Он положил рядом четвёртый лист.
Не написал на нём ничего.
Сложил три прежних листа обратно — в том же порядке, без перестановки. Положил поверх трёх — пустой четвёртый. Закрыл крышку. Поставил жестянку обратно в щель за печкой.
Считай, капитан.
Завтра в восемь — здесь. И капитуляции не будет, пока он жив.
Глава 19
ПОСЛЕ ЧУДА
К восьми утра пятницы третьего декабря небо над крепостью стояло то же, что стояло над уходом в кабинет накануне вечером, — низкое, серое, без звёзд и без внятного восхода, и Волков, идя по той же мощёной площадке мимо керосинового фонаря, наполовину прикрытого железным козырьком, поймал себя на том, что считает шаги от каменного угла за церковью до крыльца штаба не для того, чтобы успеть, а для того, чтобы между этими шагами умещалась одна простая мысль: вчерашний день не приснился, не сместился во сне в другую дату, не размылся к утру, как размывается в чужой памяти первое сообщение о большой смерти, — Кондратенко жив, и через минуту это придётся подтвердить не мыслью, а тем простым фактом, что за дверью его кабинета будет слышен его голос.

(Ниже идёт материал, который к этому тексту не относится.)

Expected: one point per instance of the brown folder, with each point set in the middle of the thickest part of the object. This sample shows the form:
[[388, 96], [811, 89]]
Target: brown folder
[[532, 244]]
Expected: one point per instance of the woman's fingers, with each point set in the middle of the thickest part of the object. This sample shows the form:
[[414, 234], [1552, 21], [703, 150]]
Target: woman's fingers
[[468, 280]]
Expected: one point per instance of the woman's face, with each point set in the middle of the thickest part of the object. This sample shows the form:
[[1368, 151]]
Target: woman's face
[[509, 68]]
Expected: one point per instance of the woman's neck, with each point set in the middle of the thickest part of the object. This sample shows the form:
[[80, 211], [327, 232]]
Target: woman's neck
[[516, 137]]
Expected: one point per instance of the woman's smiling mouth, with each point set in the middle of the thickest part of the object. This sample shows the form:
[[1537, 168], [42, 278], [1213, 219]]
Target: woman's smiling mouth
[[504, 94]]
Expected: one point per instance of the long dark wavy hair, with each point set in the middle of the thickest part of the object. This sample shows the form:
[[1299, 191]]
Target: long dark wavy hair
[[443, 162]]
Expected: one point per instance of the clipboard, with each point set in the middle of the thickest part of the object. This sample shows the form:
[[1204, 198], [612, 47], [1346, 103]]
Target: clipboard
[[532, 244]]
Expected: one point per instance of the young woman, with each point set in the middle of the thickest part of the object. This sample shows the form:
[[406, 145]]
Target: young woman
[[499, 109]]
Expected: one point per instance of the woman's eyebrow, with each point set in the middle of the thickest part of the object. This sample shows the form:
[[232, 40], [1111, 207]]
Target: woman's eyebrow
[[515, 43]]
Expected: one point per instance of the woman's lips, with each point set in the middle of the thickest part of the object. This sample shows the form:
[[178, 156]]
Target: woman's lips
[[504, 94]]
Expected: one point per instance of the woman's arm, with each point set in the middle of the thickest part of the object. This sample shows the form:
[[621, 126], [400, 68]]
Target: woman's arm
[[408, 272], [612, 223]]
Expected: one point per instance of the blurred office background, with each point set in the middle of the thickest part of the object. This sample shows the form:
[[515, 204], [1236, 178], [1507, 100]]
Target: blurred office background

Часовой узнал шинель раньше, чем мундир, и козырёк его руки качнулся не служебно, а той узковатой мерой, которая в осаде возникает между людьми, прошедшими вчерашний длинный день в разных местах. Звегинцев стоял в первом коридоре налево не у двери, а на полшага дальше; шинель его висела на гвозде, а сам он был в кителе, и углы глаз — те же, что вчера, что в январе, что в любую ночь, на которую крепости приходилось проснуться без нормы сна.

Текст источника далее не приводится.